My Treatment Approach: Shared Decision-Making in CLL: Balancing Safety, Efficacy, and Patient Preference in CLL - Episode 4
Panelists discuss how CLL treatment has evolved from universal single-agent BTKi use to personalized approaches based on patient risk factors like IGHV mutation status and TP53 mutations, with growing excitement about fixed-duration oral doublet therapies combining BTKis with venetoclax that show promising efficacy despite lower MRD rates compared with antibody-containing regimens, while addressing the management of BTKi class effects including cardiovascular events, hypertension, bleeding, diarrhea, and rash that typically occur early in treatment but can sometimes develop later, with dose-reduction strategies being effective for maintaining efficacy while managing tolerability across first- and second-generation BTKis.
This segment focuses on identifying and managing Bruton tyrosine kinase inhibitor (BTKi) treatment-related adverse events in patients with chronic lymphocytic leukemia (CLL). The discussion emphasizes that most BTKi adverse effects typically occur early in treatment, with rash being a common example that usually appears soon after initiation. However, the timing can vary, and late-onset adverse events are possible, requiring careful evaluation to distinguish drug-related effects from other causes such as concurrent medications or unrelated conditions. When managing adverse events like rash, dose-reduction strategies are often effective, particularly with ibrutinib, where reducing from 420 mg to 280 mg maintains efficacy while potentially alleviating symptoms.

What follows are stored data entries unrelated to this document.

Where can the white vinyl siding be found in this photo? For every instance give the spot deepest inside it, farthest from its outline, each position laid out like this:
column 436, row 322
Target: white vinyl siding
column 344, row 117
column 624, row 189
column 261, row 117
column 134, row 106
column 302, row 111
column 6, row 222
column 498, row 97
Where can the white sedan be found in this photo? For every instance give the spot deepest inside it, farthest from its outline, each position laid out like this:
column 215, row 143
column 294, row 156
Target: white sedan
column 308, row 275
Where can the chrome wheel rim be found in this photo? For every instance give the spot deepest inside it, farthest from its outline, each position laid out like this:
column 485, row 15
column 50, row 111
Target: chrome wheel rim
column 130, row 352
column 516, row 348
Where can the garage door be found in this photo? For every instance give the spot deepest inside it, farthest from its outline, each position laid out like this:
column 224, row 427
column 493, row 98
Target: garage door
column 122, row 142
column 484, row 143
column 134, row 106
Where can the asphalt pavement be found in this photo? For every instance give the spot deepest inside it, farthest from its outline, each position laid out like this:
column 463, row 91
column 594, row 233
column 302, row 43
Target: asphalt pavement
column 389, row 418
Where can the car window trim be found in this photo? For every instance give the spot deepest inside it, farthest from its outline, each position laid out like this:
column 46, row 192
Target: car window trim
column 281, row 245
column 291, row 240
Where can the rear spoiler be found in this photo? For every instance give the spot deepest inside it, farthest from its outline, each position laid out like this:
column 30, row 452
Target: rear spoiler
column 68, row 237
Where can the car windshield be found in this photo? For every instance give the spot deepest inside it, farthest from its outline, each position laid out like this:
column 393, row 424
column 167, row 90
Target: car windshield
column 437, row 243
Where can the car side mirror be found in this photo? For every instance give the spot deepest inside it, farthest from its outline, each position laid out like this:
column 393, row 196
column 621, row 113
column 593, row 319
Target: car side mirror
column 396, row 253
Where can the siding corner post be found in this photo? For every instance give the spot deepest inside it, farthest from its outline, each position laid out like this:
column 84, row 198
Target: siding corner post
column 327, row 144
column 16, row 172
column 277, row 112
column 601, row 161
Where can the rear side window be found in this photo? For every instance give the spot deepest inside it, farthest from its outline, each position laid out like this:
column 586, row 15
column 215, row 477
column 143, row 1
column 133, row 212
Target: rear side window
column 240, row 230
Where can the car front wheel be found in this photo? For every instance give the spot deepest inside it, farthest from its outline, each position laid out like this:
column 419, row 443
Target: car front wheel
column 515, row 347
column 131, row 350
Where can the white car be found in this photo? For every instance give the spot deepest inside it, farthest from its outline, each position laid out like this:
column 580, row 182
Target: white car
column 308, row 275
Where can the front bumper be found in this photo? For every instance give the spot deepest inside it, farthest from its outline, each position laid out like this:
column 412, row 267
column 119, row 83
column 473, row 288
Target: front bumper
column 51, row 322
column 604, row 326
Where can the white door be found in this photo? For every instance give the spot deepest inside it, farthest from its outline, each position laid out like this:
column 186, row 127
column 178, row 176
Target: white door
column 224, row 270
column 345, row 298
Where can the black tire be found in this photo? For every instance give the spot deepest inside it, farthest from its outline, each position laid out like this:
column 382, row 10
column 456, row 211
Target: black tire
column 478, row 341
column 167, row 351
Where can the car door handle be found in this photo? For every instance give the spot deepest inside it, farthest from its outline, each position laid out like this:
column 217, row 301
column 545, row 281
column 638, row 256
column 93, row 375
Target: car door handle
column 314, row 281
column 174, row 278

The experts identify several BTKi class effects that occur across all agents in this drug class, though with varying frequencies between first- and second-generation inhibitors. Universal class effects include cardiovascular complications (less common with newer agents), hypertension, bleeding tendency due to platelet dysfunction, diarrhea, and skin fragility leading to easy bruising and hematomas. While second-generation BTKis generally demonstrate improved safety profiles with lower incidence rates of these adverse events, they are not completely eliminated. Headache appears to be more specifically associated with acalabrutinib, though it can occasionally occur with other BTKis as well.
Hypertension represents a unique challenge among BTKi adverse events because it can develop at any time during treatment, including after years of stable therapy. Unlike most other adverse effects that occur early and may resolve, hypertension incidence continues to increase over time with ibrutinib, requiring ongoing monitoring even in patients who have been stable on treatment for extended periods. The long-term hypertension risk profile for newer BTKis remains less clear due to shorter follow-up periods compared with ibrutinib’s decade of clinical experience, though similar patterns may emerge with extended use of second-generation agents.